Fenerbahçe, Kadıköy’deki maçta daha 6’ıncı dakikada kazanılan erken penaltı sayesinde; en azından bir süre, stres yüklenmeden oynama avantajını yakaladı.
Peki, Ozan Tufan’ın düşürülüşü penaltı mıydı? Öylesine sert, kesin ve keskin düştü ki; durum gerçekten penaltı olmasa bile, insan bilinçaltıyla düdüğü çalma gereğini hisseder... Kuşku duyan olsa, itiraz edecek fırsatı yok. Zaten itiraz bile olmadı.
***
F.Bahçeli futbolcuların hakem kararlarına itirazları; yüksek ses tonu, öfkeli yüz mimikleri ile doluydu. Ozan Tufan’ın sert itirazdan boyun damarları şişti... Ama Ali Palabıyık, yediği fırçalara “Yarabbi şükür” dedi.

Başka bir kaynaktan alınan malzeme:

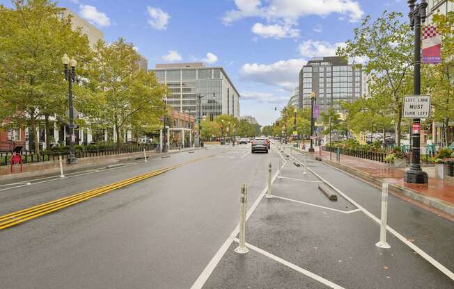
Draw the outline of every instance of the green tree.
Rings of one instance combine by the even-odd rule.
[[[40,118],[64,115],[68,107],[61,58],[65,53],[75,57],[83,75],[88,40],[71,28],[70,17],[58,17],[61,8],[54,2],[13,0],[13,5],[0,5],[0,119],[29,126],[38,154]]]
[[[413,37],[408,24],[400,13],[384,11],[375,22],[364,18],[361,27],[354,29],[353,40],[349,40],[337,54],[351,59],[362,58],[365,72],[374,78],[375,87],[386,90],[389,97],[388,107],[396,124],[397,142],[400,145],[403,96],[411,93],[406,81],[413,70]],[[408,83],[408,81],[407,81]]]
[[[166,89],[154,74],[139,69],[139,55],[132,43],[123,38],[111,44],[99,41],[95,51],[92,73],[96,78],[91,81],[102,106],[94,120],[115,128],[120,147],[126,129],[159,122],[165,113],[162,97]]]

Evet, erkenden 1-0 önde olmak; başta bir rahatlık sağlamıştı. Ama Kasımpaşa’nın giderek F.Bahçe’yi sıkıştırması, mevcut rahatlığı tedirginliğe dönüştürdü. Sonrasında da beraberlik golü geldi.
***
Aslında Garry Rodrigues ve Vedat Muriç’le önemli fırsatlar yakalanmıştı. O aralar Fenerbahçe bayağı aktif ve etkiliydi. Ama kritik noktalarda top kaptırmalar, Kasımpaşa’ya hem etkili ataklar hem de diklenme cesareti kazandırmıştı. Neyse ki, ikinci penaltı kararı imdatlarına yetişti. Üstüne bir de kırmızı kart...
***
Son haftalarda büyüklerin maçlarında penaltı ve kırmızı kartların sayısı, sanki otomatiğe bağlandı gibi... Bu durum, (Kararların haklı ya da haksız olması farketmiyor) tartışmaları giderek alevlendirecek. Ama F.Bahçe’nin ceza alanında Kasımpaşalı Yusuf’a yapılanlar, arada kaynayıp gidecek.
Maçın ikinci yarısı, tempoyla/karşılıklı gollerle/heyecanla geçti. İki taraf da gayretliydi. Ama Kaleci Altay’ın harika bir kurtarışı olmasa, bu galibiyet olmayabilirdi. Maç ortadaydı.